O anúncio foi feito neste sábado (21), por meio das redes sociais oficiais do grupo e do próprio cemitério.
Batizado de Jardim BioParque Memorial Mamonas, o espaço seguirá o conceito do BioParque, que une homenagem póstuma, memória afetiva, sustentabilidade e preservação ambiental. A proposta prevê que as cinzas da cremação sejam incorporadas às sementes de espécies nativas, que serão acompanhadas por uma equipe de especialistas.

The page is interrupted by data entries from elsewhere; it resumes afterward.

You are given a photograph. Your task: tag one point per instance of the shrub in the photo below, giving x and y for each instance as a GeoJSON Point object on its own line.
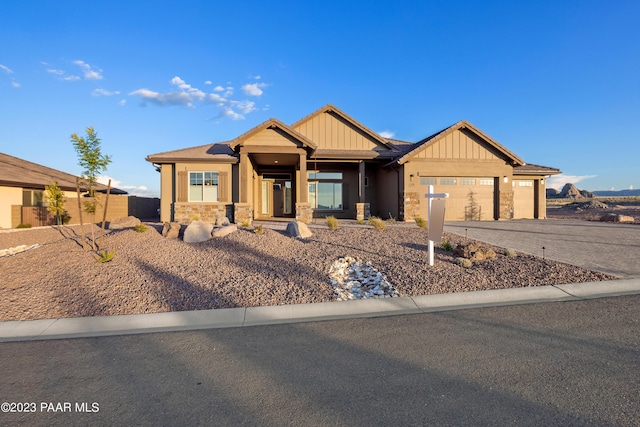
{"type": "Point", "coordinates": [105, 256]}
{"type": "Point", "coordinates": [140, 228]}
{"type": "Point", "coordinates": [377, 223]}
{"type": "Point", "coordinates": [464, 262]}
{"type": "Point", "coordinates": [332, 222]}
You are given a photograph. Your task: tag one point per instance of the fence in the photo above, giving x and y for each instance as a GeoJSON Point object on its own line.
{"type": "Point", "coordinates": [145, 208]}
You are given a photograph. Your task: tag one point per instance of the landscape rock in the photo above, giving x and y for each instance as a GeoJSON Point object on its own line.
{"type": "Point", "coordinates": [197, 231]}
{"type": "Point", "coordinates": [612, 217]}
{"type": "Point", "coordinates": [224, 231]}
{"type": "Point", "coordinates": [298, 229]}
{"type": "Point", "coordinates": [124, 222]}
{"type": "Point", "coordinates": [171, 230]}
{"type": "Point", "coordinates": [353, 279]}
{"type": "Point", "coordinates": [474, 251]}
{"type": "Point", "coordinates": [222, 221]}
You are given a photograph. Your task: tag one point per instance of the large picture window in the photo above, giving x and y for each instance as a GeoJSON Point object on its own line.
{"type": "Point", "coordinates": [325, 190]}
{"type": "Point", "coordinates": [203, 186]}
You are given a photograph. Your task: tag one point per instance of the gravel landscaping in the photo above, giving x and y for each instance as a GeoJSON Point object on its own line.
{"type": "Point", "coordinates": [150, 273]}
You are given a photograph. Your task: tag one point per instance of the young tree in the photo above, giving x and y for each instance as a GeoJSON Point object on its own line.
{"type": "Point", "coordinates": [91, 159]}
{"type": "Point", "coordinates": [55, 201]}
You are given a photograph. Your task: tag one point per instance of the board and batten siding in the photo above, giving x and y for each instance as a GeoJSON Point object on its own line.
{"type": "Point", "coordinates": [330, 131]}
{"type": "Point", "coordinates": [457, 145]}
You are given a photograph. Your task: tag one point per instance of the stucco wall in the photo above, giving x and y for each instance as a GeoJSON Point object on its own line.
{"type": "Point", "coordinates": [8, 196]}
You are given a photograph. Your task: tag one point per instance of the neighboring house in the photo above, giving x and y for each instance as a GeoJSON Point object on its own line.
{"type": "Point", "coordinates": [329, 164]}
{"type": "Point", "coordinates": [22, 186]}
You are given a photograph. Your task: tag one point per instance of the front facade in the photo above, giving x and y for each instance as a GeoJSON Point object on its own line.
{"type": "Point", "coordinates": [329, 164]}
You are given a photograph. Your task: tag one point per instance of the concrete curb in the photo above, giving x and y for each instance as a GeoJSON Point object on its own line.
{"type": "Point", "coordinates": [29, 330]}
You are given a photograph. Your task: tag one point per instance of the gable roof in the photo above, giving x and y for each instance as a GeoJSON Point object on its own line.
{"type": "Point", "coordinates": [218, 152]}
{"type": "Point", "coordinates": [329, 108]}
{"type": "Point", "coordinates": [273, 124]}
{"type": "Point", "coordinates": [15, 172]}
{"type": "Point", "coordinates": [462, 124]}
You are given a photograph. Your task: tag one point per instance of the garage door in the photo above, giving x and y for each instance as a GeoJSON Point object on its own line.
{"type": "Point", "coordinates": [523, 198]}
{"type": "Point", "coordinates": [470, 199]}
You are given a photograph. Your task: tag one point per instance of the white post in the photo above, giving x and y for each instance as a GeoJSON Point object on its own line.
{"type": "Point", "coordinates": [429, 197]}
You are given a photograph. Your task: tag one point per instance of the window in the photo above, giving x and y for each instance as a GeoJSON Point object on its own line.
{"type": "Point", "coordinates": [203, 186]}
{"type": "Point", "coordinates": [325, 193]}
{"type": "Point", "coordinates": [427, 181]}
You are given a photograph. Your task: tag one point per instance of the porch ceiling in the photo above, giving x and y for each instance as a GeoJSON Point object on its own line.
{"type": "Point", "coordinates": [275, 159]}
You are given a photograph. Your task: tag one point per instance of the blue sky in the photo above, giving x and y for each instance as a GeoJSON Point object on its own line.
{"type": "Point", "coordinates": [556, 82]}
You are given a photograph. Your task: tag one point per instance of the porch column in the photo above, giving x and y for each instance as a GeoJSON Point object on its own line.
{"type": "Point", "coordinates": [361, 182]}
{"type": "Point", "coordinates": [244, 181]}
{"type": "Point", "coordinates": [304, 186]}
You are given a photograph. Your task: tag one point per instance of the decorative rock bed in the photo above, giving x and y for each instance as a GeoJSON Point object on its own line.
{"type": "Point", "coordinates": [16, 250]}
{"type": "Point", "coordinates": [353, 279]}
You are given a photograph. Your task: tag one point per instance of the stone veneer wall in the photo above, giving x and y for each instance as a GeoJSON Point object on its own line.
{"type": "Point", "coordinates": [410, 206]}
{"type": "Point", "coordinates": [304, 213]}
{"type": "Point", "coordinates": [363, 211]}
{"type": "Point", "coordinates": [207, 212]}
{"type": "Point", "coordinates": [243, 212]}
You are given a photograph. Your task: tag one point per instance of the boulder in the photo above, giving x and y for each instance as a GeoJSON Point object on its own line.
{"type": "Point", "coordinates": [475, 252]}
{"type": "Point", "coordinates": [222, 221]}
{"type": "Point", "coordinates": [124, 222]}
{"type": "Point", "coordinates": [224, 231]}
{"type": "Point", "coordinates": [171, 230]}
{"type": "Point", "coordinates": [197, 231]}
{"type": "Point", "coordinates": [612, 217]}
{"type": "Point", "coordinates": [298, 229]}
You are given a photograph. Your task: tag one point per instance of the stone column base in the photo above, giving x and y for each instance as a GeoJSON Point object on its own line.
{"type": "Point", "coordinates": [304, 213]}
{"type": "Point", "coordinates": [363, 211]}
{"type": "Point", "coordinates": [243, 213]}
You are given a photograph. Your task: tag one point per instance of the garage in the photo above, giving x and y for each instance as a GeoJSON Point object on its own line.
{"type": "Point", "coordinates": [470, 198]}
{"type": "Point", "coordinates": [524, 198]}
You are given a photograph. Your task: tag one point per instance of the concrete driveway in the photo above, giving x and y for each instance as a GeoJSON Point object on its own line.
{"type": "Point", "coordinates": [606, 247]}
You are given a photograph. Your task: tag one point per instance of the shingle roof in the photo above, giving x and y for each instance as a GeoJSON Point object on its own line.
{"type": "Point", "coordinates": [15, 172]}
{"type": "Point", "coordinates": [218, 152]}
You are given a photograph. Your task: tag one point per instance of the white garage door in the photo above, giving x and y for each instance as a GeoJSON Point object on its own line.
{"type": "Point", "coordinates": [470, 199]}
{"type": "Point", "coordinates": [523, 198]}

Segundo o cemitério, a iniciativa integra uma ação mais ampla de ressignificação da memória e das homenagens póstumas. “Mais do que um memorial, o espaço se propõe a ser um patrimônio afetivo, onde o tempo não apaga as lembranças, apenas as transforma”, informou a administração em nota.
Tragédia na Serra da Cantareira
Em março de 1996, após uma apresentação em Brasília, os integrantes embarcaram em um jatinho com destino a Guarulhos. Durante a aproximação para pouso, a aeronave colidiu com a Serra da Cantareira, matando todos os ocupantes.
A morte precoce dos cinco músicos chocou o país e consolidou os Mamonas Assassinas como um dos maiores fenômenos da música brasileira dos anos 1990. Agora, quase 30 anos depois, a memória do grupo ganha um novo capítulo — enraizado na própria terra onde nasceram.